Multi-level learning based memetic algorithm for community detection
Graphical abstract
Introduction
With the advancement of Internet and Web 2.0 techniques, many real-world complex systems, including online communities, power grids, collaboration systems, disease control systems, resource distribution systems and information recommendation systems, are closely related to our daily activities by sharing information [1], [2], [3], [4]. In a world of the huge and disordered information, how to use an effective computing model to mine and analyze the potentially useful information has become a commonly concerning issue [4]. In recent years, the research on complex networks has attracted more and more attentions in the fields of biology, physics, sociology and mathematics [1], [2], [3], [5]. The topological structure of complex systems can easily be modeled as a complex network with linked nodes. More specifically, the entities of complex systems can be represented as the nodes (or vertices) of networks, and the relations between entities can be modeled as links (or edges) of networks. Community structure is a common and important property in both complex networks and complex systems [6]. In complex networks, communities are made up of a set of nodes which have more connections with each other than those with the remaining nodes in the network [7], [8], [9], [10]. The community structure property is indispensable to reflect the potential structural behavior of networks [6]. In complex systems, communities are composed of a few entities which have similar properties. Generally, the potential functionality of complex systems is related to its community structure property [6].

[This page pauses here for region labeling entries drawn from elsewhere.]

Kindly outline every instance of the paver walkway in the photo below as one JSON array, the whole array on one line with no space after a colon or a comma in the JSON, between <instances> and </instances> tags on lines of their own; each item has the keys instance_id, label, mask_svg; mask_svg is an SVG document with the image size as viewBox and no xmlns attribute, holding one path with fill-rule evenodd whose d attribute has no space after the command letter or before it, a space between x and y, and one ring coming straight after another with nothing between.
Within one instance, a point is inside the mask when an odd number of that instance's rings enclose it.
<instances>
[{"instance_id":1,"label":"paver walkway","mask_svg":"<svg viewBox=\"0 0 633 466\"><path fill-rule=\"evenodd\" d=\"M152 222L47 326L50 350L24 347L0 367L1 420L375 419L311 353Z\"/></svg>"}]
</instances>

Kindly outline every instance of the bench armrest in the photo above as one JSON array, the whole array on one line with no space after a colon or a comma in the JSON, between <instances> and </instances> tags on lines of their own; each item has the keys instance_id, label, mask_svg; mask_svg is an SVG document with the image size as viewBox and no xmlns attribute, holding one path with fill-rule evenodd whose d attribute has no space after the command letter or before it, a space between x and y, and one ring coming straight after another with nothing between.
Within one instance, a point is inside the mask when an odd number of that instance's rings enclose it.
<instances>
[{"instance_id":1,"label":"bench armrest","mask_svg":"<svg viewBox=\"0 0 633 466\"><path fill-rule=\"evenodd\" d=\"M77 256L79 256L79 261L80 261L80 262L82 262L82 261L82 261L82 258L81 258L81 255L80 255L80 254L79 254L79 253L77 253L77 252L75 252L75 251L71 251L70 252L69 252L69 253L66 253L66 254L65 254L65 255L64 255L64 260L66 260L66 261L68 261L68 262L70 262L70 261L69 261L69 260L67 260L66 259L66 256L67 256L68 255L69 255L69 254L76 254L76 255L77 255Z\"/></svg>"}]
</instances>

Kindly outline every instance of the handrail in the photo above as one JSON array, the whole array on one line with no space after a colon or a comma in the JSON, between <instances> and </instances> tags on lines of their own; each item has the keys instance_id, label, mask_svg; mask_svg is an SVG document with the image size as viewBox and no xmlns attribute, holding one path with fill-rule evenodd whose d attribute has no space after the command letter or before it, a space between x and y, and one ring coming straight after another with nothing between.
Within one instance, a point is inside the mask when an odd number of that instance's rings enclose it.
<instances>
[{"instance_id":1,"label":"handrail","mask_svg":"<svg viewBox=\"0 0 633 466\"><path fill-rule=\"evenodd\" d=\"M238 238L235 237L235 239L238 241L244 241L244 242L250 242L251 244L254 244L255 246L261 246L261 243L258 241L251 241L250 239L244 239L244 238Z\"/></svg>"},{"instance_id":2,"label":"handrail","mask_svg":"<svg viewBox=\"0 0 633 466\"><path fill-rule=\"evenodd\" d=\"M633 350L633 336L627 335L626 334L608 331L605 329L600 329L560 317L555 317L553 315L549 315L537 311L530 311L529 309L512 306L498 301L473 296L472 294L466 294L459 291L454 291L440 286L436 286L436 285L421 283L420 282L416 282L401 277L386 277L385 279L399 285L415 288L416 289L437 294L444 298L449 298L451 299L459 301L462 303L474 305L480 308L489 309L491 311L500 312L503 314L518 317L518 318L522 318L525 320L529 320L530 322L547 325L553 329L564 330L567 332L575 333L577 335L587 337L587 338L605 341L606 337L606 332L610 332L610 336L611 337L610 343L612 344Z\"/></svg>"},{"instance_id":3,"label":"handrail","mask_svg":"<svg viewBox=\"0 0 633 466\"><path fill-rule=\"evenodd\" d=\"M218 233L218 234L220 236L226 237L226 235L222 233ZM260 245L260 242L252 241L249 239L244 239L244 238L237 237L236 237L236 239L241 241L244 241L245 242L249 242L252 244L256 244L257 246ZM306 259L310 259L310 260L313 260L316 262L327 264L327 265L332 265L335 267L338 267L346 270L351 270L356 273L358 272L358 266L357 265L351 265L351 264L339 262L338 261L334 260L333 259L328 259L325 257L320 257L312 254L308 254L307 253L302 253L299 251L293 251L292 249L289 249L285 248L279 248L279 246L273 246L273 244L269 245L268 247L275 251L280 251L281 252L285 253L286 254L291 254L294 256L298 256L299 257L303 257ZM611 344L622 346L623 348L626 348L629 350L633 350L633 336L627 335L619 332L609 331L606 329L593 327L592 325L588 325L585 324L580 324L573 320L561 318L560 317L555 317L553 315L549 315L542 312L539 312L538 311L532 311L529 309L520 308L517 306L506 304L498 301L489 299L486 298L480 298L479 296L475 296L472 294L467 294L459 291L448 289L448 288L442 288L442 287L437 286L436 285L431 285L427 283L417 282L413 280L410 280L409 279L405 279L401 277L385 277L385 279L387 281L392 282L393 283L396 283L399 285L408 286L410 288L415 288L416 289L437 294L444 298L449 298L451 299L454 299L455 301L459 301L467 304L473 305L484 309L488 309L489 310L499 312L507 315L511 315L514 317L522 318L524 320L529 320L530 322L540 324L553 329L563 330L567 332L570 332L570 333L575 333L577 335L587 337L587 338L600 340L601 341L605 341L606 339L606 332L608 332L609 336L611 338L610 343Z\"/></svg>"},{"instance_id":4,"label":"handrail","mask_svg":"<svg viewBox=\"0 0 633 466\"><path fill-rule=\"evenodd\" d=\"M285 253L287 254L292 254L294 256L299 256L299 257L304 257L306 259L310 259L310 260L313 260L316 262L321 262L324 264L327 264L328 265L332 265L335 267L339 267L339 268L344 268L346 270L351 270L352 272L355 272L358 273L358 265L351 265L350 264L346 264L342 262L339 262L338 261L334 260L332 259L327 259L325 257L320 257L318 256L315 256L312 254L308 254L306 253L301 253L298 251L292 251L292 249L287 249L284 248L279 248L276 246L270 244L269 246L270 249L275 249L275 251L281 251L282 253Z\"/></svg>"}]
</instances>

Various methods have been proposed to detect communities in complex networks. Among them, one of the most popular techniques is based on the optimization of an objective, modularity, which is the most widely used criterion to evaluate the quality of the community structure of networks [6], [11]. The modularity optimization methods to detect communities are based on searching a particular network partition which has the maximal modularity [6], [11]. Recent studies in [12], [13] demonstrate that the number of local maxima in the optimization of modularity is exponentially growing with the increase of the size of complex networks.
Many heuristic algorithms based on optimizing modularity for community detection have been proposed in recent years [14], [15], [16], [17], [18], [19], [20], [21], [22], [23], [24], [25], [26]. Some of them optimize from one solution to a better one and thus easily get into local optimal solutions [27]. Moreover, some of them are sensitive to the optimized order and thus the detected network partitions are not stable [6], [27]. For instance, the fast greedy method (FM) [14], which iteratively joins a pair of communities with the largest gain in modularity, tends to obtain quite large communities and neglect small ones [6], and thus it is easy to get into a local optimal network partition. The modularity-specific label propagation algorithm (LPAm), proposed by Barber and Clark [19], is sensitive to the optimized order of the nodes, and thus the revealed network partitions are different at different independent trials. Moreover, it is also easy to get into a local optimal network partition where the detected communities are similar in total degree [20]. The multistep techniques, proposed by Blondel et al. [17] and Schuetz and Cafisch [18], which iteratively merges a set of nodes and communities, are also easy to get into a local optimal solution. This is because the merged nodes and communities can hardly be separated again [28]. Several techniques have been proposed to enhance both the accuracy and the stability of modularity-based optimization methods. Lai et al. [29] and Yan and Gregory [30] use network preprocessing techniques to improve the accuracy. Both of them are based on the assumption that the vertices in the same community possess more similar behaviors than those in different communities. Lancichinetti and Fortunato [31] adopt the consensus clustering technique to enhance both the accuracy and the stability of the resulting network partitions. Pizzuti, Shi and we adopt multiobjective optimization algorithms to discover a proper and stable network partition which has a high value of modularity [25], [32], [33]. In this study, we try to use an intelligent hybrid technique, memetic algorithm (MA), to improve the performance of modularity-based community detection algorithms by simultaneously evolving a population of solutions to better ones.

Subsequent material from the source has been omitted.